Page MenuHomeSoftware Heritage

Fix revision cooking errors with the vault for large revision log
ClosedPublic

Authored by anlambert on Fri, Jul 26, 5:26 PM.

Details

Summary

This fixes a vault issue similar to a one that happened when cooking a directory (T1177).

When cooking a gitfast archive for a given revision, fetching the associated revision log
must be performed client-side in a paginated way to avoid storage timeouts when the total
number of revisions to fetch is pretty large.

Related T1934

Diff Detail

Repository
rDVAU Software Heritage Vault
Lint
Automatic diff as part of commit; lint not applicable.
Unit
Automatic diff as part of commit; unit tests not applicable.

Event Timeline

anlambert created this revision.Fri, Jul 26, 5:26 PM
anlambert retitled this revision from Fix revision cooking errors in the vault for large revision log to Fix revision cooking errors with the vault for large revision log.Fri, Jul 26, 5:28 PM
anlambert updated this revision to Diff 6006.Fri, Jul 26, 5:33 PM

Update: Add missing Yields section in docstring

ardumont added inline comments.
swh/vault/cookers/utils.py
29

Wouldn't that bubble up (since you increment it below) when the revisions are numerous?

I'd call that function with max_revs=per_page.

What did i miss?

ardumont requested changes to this revision.Fri, Jul 26, 6:19 PM

For the sake of my question ;)

Other than that sounds good.

This revision now requires changes to proceed.Fri, Jul 26, 6:19 PM
anlambert added inline comments.Fri, Jul 26, 7:01 PM
swh/vault/cookers/utils.py
29

Nope, it will work as expected.

get_revisions_walker instantiates a revision iterator, the important part here is the state parameter enabling to continue the iteration from where you left it the last time you used it.

As I can't guess the number of revisions to walk, I am forced to continually increment the max_revs parameter.
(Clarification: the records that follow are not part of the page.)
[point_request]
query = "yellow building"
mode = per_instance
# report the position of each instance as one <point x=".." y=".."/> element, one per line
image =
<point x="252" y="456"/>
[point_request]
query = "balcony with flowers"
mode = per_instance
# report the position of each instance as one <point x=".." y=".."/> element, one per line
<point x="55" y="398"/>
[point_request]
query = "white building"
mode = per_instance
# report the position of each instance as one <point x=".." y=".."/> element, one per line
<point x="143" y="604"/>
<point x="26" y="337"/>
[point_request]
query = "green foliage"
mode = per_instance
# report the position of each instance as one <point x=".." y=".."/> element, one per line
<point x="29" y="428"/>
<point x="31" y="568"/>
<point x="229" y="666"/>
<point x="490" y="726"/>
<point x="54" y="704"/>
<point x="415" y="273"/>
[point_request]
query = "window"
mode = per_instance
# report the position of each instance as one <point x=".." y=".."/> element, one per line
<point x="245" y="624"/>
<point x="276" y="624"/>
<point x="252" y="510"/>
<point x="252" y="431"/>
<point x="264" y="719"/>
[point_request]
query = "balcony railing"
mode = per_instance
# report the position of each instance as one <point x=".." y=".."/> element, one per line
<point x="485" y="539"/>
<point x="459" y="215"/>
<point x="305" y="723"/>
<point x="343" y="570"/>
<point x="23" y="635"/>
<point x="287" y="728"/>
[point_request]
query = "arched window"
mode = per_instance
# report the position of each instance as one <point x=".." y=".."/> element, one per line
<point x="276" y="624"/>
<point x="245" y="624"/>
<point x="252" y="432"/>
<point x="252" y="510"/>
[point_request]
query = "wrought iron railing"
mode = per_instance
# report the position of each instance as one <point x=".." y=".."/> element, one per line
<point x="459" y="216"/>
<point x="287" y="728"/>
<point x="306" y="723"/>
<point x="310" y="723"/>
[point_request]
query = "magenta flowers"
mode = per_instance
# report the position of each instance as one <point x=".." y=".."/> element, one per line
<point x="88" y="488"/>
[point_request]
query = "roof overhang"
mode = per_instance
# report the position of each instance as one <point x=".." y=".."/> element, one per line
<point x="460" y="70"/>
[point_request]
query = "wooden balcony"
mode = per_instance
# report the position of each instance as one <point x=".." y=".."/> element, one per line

But the number of revisions returned at each iteration step will be per_page or less if we hit the initial revision in the log.

anlambert added inline comments.Fri, Jul 26, 7:05 PM
swh/vault/cookers/utils.py
29

But the number of revisions returned at each iteration step will be per_page or less if we hit the initial revision in the log.

But the number of revisions returned by each instantiated iterator will be per_page or less if we hit the initial revision in the log.

This is clearer ;-)

ardumont accepted this revision.Fri, Jul 26, 8:37 PM
ardumont added inline comments.
swh/vault/cookers/utils.py
29

Ok, thanks for the clarification.

(I remembered the state was important ;)

This revision is now accepted and ready to land.Fri, Jul 26, 8:37 PM
douardda accepted this revision.Mon, Jul 29, 10:17 AM
douardda added a subscriber: douardda.

I'm not against this diff as quick solution for the problem, but I'm disappointed that this pagination stuff is not properly managed in the (client part) storage itself. What the point of having a client implementation of the storage if we do not abstract these kind of 'basic' behaviors?

swh/vault/cookers/utils.py
34

It would be nice to add a small comment explaining this "stop condition".

anlambert updated this revision to Diff 6017.Mon, Jul 29, 11:14 AM

Update: Add comments in revision_log implementation

This revision was automatically updated to reflect the committed changes.